Sencillamente han dejado de ocupar el lugar de exclusividad, de privilegio, han cedido algo en su ímpetu para dar paso al sosiego. Y donde antes los alegro con fuoco románticos eran la fuente que inspiraban mis pensamientos, poco a poco fueron sustituidos por las templadas notas de los barrocos: los adagios inconmensurables de Albinoni, Juan Sebastián Bach, Marcello. Corelli, etc. La paz hecha música.

Esta misma mañana he escuchado la Pasión según San Mateo y, como casi siempre, he llegado a la conclusión de que, efectivamente, si dios no existe, era necesario inventarlo para que Bach pudiera hacer lo que hizo.

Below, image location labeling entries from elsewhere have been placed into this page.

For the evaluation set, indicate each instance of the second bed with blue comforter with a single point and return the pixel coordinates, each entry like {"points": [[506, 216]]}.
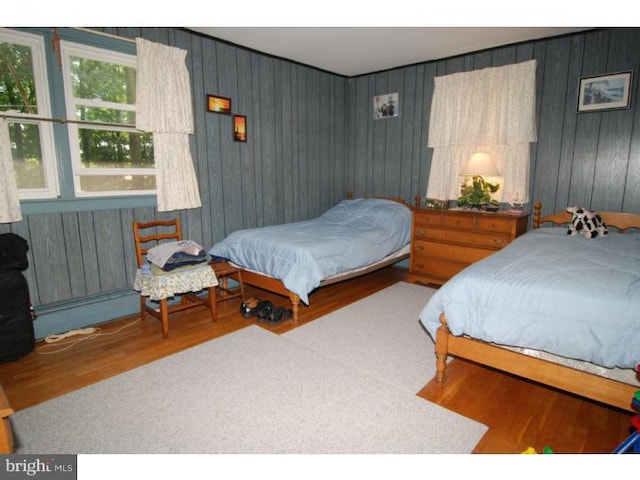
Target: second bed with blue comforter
{"points": [[566, 295]]}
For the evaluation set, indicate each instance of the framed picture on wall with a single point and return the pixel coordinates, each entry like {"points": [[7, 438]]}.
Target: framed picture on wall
{"points": [[218, 104], [386, 106], [239, 128], [604, 92]]}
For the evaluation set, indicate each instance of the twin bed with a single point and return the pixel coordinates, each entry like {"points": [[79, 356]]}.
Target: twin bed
{"points": [[559, 309], [354, 237]]}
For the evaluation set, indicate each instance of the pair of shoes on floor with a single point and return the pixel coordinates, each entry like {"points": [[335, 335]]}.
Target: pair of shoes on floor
{"points": [[250, 308], [273, 315]]}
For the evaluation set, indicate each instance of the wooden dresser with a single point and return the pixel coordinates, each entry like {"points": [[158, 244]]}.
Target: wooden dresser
{"points": [[443, 242]]}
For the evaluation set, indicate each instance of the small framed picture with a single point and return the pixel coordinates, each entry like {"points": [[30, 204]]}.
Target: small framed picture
{"points": [[386, 106], [239, 128], [604, 92], [218, 104]]}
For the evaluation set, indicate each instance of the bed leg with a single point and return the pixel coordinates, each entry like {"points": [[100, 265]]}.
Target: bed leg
{"points": [[442, 350], [295, 306]]}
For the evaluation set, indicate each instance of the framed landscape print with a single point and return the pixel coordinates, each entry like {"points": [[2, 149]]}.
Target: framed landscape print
{"points": [[604, 92], [218, 104]]}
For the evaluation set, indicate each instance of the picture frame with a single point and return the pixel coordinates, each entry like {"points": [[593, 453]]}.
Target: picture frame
{"points": [[239, 128], [605, 92], [217, 104], [386, 105]]}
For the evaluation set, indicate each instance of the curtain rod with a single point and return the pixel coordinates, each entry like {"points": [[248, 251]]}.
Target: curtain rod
{"points": [[64, 120], [104, 34]]}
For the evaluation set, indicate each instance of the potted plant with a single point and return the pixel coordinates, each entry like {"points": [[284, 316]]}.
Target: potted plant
{"points": [[475, 192]]}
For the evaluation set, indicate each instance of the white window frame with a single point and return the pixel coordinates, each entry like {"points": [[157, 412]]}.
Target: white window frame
{"points": [[43, 101], [69, 49]]}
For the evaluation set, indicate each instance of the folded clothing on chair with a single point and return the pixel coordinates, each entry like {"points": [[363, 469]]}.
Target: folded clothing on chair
{"points": [[171, 255]]}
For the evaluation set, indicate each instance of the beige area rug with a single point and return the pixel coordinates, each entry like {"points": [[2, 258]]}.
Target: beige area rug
{"points": [[380, 335], [250, 391]]}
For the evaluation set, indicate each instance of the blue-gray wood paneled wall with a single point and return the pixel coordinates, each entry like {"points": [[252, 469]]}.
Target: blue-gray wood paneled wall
{"points": [[312, 138]]}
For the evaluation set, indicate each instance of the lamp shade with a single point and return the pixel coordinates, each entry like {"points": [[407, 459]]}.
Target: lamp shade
{"points": [[480, 163]]}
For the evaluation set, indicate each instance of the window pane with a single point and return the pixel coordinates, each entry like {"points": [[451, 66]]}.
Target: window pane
{"points": [[27, 155], [109, 82], [117, 183], [106, 115], [17, 81], [115, 149]]}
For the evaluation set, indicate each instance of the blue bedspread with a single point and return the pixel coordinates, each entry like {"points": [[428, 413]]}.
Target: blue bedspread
{"points": [[566, 295], [352, 234]]}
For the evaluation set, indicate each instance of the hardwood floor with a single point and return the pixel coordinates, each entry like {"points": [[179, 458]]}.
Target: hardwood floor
{"points": [[519, 414]]}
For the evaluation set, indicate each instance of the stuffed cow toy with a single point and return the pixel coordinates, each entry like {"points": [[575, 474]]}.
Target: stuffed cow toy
{"points": [[586, 222]]}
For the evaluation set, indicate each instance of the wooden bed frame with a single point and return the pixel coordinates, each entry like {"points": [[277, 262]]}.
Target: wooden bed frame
{"points": [[591, 386], [6, 435], [276, 286]]}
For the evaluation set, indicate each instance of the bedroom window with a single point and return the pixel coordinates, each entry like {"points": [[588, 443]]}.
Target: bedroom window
{"points": [[24, 95], [108, 155], [68, 101]]}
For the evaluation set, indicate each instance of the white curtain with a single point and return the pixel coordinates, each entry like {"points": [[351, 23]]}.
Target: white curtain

Claro que han pasado muchos años y esa evolución no ha sido repentina. No soy, por tanto, un converso, porque no he renunciado a nada, ni he cambiado de gusto, sencillamente he ampliado, afortunadamente, mi espectro. También la tolerancia ha llegado a este campo.

Pero, de la misma forma, observo que ya hay algunas obras que me resulta difícil escuchar porque me producen una emoción que me desasosiega profundamente. Obras que son especialmente sobrecogedoras y caen como una losa sobre el ánimo de quien las escucha. También me sucede con algunos poemas, especialmente de Leopardi, por ejemplo. La angustia se apodera de mi pensamiento.

Por volver a la música, que es la que justifica este texto, es difícil escuchar sin pesadumbre la tercera sinfonía de Górecki, o “lucevan l’stelle de Tosca. No es la música la que ha cambiado, lleva a siendo la misma desde hace muchos años. Es que yo me hago indefectiblemente más viejo cada día que pasa.